I've spent the past two days on a work-related media law course and it's been flipping great. Not just because it means two days away from my desk and Proper Work but because it's been awhile since I've had a free two days to actually spend just, well, learning.
It has also however, reminded me exactly why I should Never Go Back to Uni. Ever.
Going back to uni has always had it's appeal. Indeed, the idea pops up every six months or so and I spend a few weeks dreaming of jackets with elbow patches, looking brainy in glasses and having a Gael Garcia Bernal look-alike (sometimes with, sometimes without glasses) help me pick up my giant stack of uber intellectual books when I drop them in the library. Of course in these day dreams I never have to really think about exactly what I'll be, you know, DOING, at uni, but the idea is an attractive one.
However, the past two days have reminded me just how flipping exhausting and humbling it can be to bloody learn things every freaking day.
For a start it makes you feel stupid. Most of the time I can get away with feeling reasonably non-stupid, given that all my intellectual jousting is more or less done either with the TV while I'm watching Make Me A Supermodel (read: I yell things at the TV sometimes, occassionally things I believe to be witty) or giving chat at parties (read: I drunkenly corner someone and talk to them about last night's episode of House until they drown themselves in the punch bowl or punch me in the face). Only when you have someone super brainy talking to you for seven hours a day over to days about a subject you know very little about do you realise how ignorant you are.
And for a few hours it's great because it makes you hungry for more and you find yourself fascinated by a world you'd never been exposed to before. Cut to a few extra hours later, however, and you're weeping softly in the corner, rocking gently back and forth and whispering 'make it stop, please make it stop'. Because it is exhausting. Just really tiring having to THINK constantly and ask questions endlessly. I admire people who go back to do PhD's or whatever because that's pretty much what they're letting themselves in for but me? I'm too lazy.
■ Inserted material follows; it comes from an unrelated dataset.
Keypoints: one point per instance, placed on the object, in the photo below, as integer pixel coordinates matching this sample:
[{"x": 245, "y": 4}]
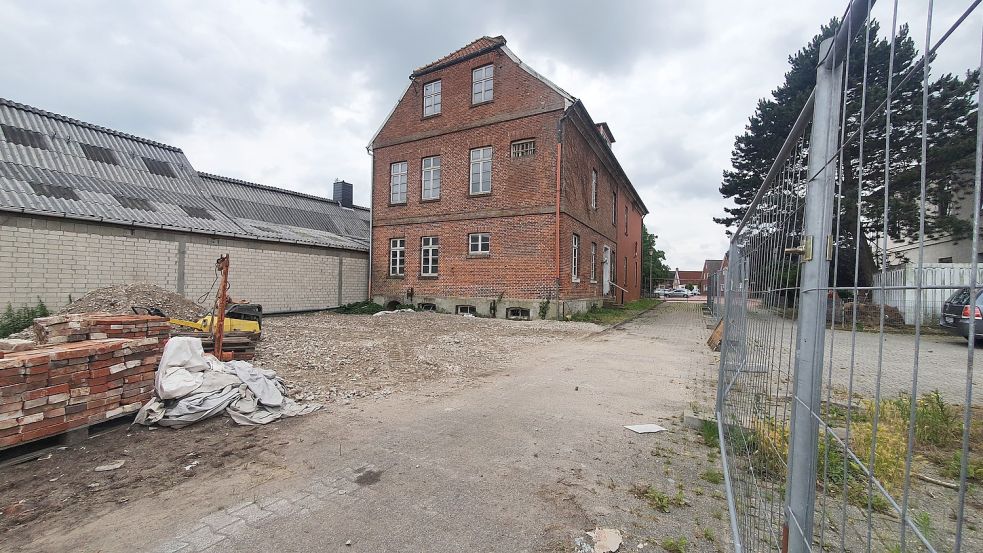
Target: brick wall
[{"x": 52, "y": 258}]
It's experiences like this, too, that make me look back at my own uni experience a little more critically and wonder if perhaps I haven't rewritten history. I remember, yes, the intellectual curiosity and the excitement of being exposed to a genuinely new idea. But what about the horror tutorials when I was forced to give an hour long presentation on a subject I barely understood or a book I'd not technically got around to finishing? The painful monologues from the hair flicking English tutor capable of infusing a lecture on the greatest American novel ever written (The Great Gatsby, since you asked) with all the excitement of an episode of Deal or No Deal.
Really the way I romanticise the crap out of uni is exactly the way I romantacise the crap out of uni boys: in my mind the boys I knew back then were all delicious brainboxes who used words like "subjugate", got angry over Important Issues and wore black quite a lot. Somehow I've managed to block out the parts where they all turned out to be either pretentious posers who responded "not... physically" when asked if they were a bit cold, or lured me to their house only to wait until we were alone before revealing their life ambition was to engage in hand-to-paw combat with wolves. Armed with a KNIFE.
So I may keep the dreams, possibly even with a tweed jacket or two in my wardrobe just in case, but I won't delude myself into believing I should ever, ever go back there again. I'll save my little grey cells for solving Agatha Christie films before the end and, you know, drinking.